Non più dovendo imitare la realtà, né fermarla
in un’istantanea, né provvedere a una sua “correzione” psicologica, l’arte contemporanea
può permettersi di conseguire un risultato attraverso la semplice
decontestualizzazione di un fenomeno naturale nella sua banalità e fatalità. Narrativizzando lo
spazio, come fa il cinema, ne registra i mutamenti, le dissolvenze e le
somiglianze, oppure lo rende “memorabile”, con interventi sulla natura e nella natura (è il caso di Richard
Long,
di Gerry Schum e della cosiddetta Land Art), consegnati esclusivamente alla
ripresa fotografica o cinematografica.
Nella rappresentazione del paesaggio naturale l’intenzione
artistica assume frequentemente connotati etici: la raffigurazione del patrimonio
ambientale indebolito e minacciato si affianca alle scienze ecologiche; in
questo caso il rischio, che l’autrice non dimentica, è che la diffusa tendenza
documentaria affronti il problema con approssimazioni semplicistiche e
insincere inclinazioni ambientaliste, portando in definitiva una critica
inoffensiva alle aporie e alle storture della contemporaneità.
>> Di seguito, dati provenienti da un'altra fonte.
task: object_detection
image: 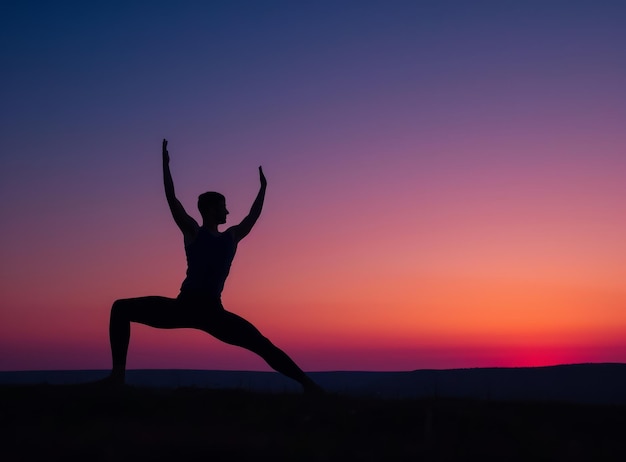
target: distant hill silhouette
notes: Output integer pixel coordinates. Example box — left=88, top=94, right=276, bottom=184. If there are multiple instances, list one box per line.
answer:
left=0, top=363, right=626, bottom=404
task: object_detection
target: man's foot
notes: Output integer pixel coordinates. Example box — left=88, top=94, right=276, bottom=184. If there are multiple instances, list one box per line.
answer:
left=90, top=372, right=124, bottom=389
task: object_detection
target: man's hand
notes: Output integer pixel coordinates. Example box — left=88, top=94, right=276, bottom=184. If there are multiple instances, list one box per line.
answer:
left=163, top=138, right=170, bottom=164
left=259, top=166, right=267, bottom=188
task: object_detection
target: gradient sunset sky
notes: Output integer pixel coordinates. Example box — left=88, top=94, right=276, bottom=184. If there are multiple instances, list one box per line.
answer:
left=0, top=0, right=626, bottom=371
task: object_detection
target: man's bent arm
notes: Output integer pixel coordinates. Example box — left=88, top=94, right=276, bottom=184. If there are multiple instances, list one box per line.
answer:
left=230, top=167, right=267, bottom=242
left=163, top=139, right=198, bottom=235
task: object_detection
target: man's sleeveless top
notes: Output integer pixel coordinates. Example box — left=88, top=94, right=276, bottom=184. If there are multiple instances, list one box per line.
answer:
left=180, top=228, right=237, bottom=299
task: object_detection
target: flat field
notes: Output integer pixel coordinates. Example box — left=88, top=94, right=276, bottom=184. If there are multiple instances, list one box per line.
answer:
left=0, top=385, right=626, bottom=462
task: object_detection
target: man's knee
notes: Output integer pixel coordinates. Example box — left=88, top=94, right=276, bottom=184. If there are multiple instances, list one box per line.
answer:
left=111, top=299, right=128, bottom=318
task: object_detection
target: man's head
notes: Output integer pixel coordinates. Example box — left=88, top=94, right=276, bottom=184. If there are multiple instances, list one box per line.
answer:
left=198, top=191, right=228, bottom=224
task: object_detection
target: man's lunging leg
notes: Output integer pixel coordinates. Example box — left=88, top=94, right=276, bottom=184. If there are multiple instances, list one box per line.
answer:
left=203, top=310, right=323, bottom=393
left=109, top=296, right=186, bottom=385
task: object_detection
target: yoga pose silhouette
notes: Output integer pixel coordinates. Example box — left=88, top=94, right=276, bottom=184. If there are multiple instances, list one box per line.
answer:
left=106, top=139, right=322, bottom=392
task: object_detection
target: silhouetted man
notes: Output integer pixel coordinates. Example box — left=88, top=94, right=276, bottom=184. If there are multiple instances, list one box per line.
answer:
left=107, top=140, right=321, bottom=392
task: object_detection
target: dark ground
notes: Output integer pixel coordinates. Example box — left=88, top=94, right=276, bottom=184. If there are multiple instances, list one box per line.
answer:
left=0, top=385, right=626, bottom=462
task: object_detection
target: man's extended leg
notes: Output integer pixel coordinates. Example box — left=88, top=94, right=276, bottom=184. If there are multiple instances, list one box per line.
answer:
left=109, top=296, right=186, bottom=384
left=201, top=309, right=323, bottom=393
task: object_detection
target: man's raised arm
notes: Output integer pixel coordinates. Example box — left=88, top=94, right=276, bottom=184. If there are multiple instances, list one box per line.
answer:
left=229, top=167, right=267, bottom=242
left=163, top=139, right=198, bottom=236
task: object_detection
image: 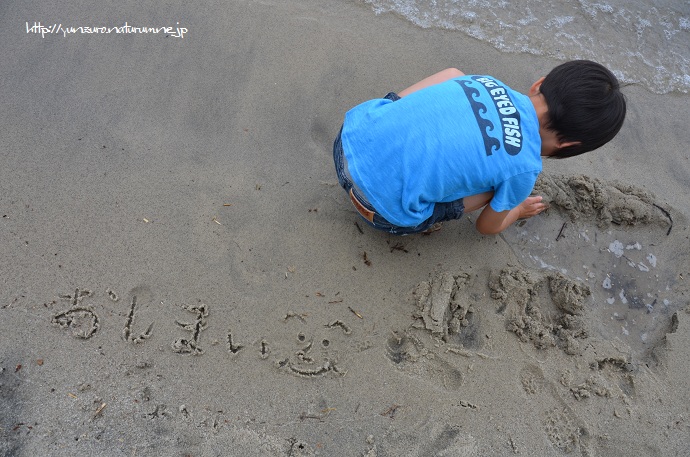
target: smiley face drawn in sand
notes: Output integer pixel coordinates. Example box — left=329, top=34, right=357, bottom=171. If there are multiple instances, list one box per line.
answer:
left=276, top=320, right=352, bottom=378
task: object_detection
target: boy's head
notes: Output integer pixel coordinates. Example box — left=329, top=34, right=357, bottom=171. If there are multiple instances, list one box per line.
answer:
left=539, top=60, right=626, bottom=159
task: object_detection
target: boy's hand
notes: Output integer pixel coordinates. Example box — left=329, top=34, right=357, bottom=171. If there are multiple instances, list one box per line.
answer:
left=518, top=195, right=549, bottom=219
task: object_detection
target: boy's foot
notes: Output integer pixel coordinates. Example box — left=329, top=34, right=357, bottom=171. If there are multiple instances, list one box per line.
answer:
left=422, top=222, right=443, bottom=235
Generalmente l’atto poietico accetta il
paesaggio allo stato di segno, icona o documento, caricandolo di un senso
ulteriore e rendendolo disponibile a manipolazioni digitali in grado di
generare una sospensione “tra la suggestione e il disorientamento”. L’attenzione
all’identità dei luoghi, alla loro materialità e al loro potere fascinatorio
appartiene ad artisti del video come Bill Viola, Robert Cahen o Pipilotti Rist, i cui lavori, non di
rado percorsi da una sensibilità pittorica, citano, rievocano o si confrontano
con la vedutistica tradizionale.
Del resto, l’arte elettronica, come accaduto a
ogni disciplina nella sua fase pionieristica, ha spesso frequentato e ridetto
con i propri mezzi i temi ereditati dalle discipline che l’hanno preceduta. La
videoarte si mostra peraltro particolarmente interessata al paesaggio urbano,
in cui è ancora forte una propensione “panoramica”, nella ricerca di una
fruizione “immersiva e virtuale” (come in Jeffrey Shaw o Luc Courchesne).
In alcune realizzazioni poi la città che pulsa,
brulicante e ansiogena, fa da sfondo al cosiddetto paesaggio sonoro, dando
forma alla volatilità delle impressioni acustiche; o a quello che può definirsi
paesaggio mentale, ricostruendo luoghi dell’immaginazione attraverso la fotografia
e il mezzo digitale come deposito/archivio di sensazioni condivise.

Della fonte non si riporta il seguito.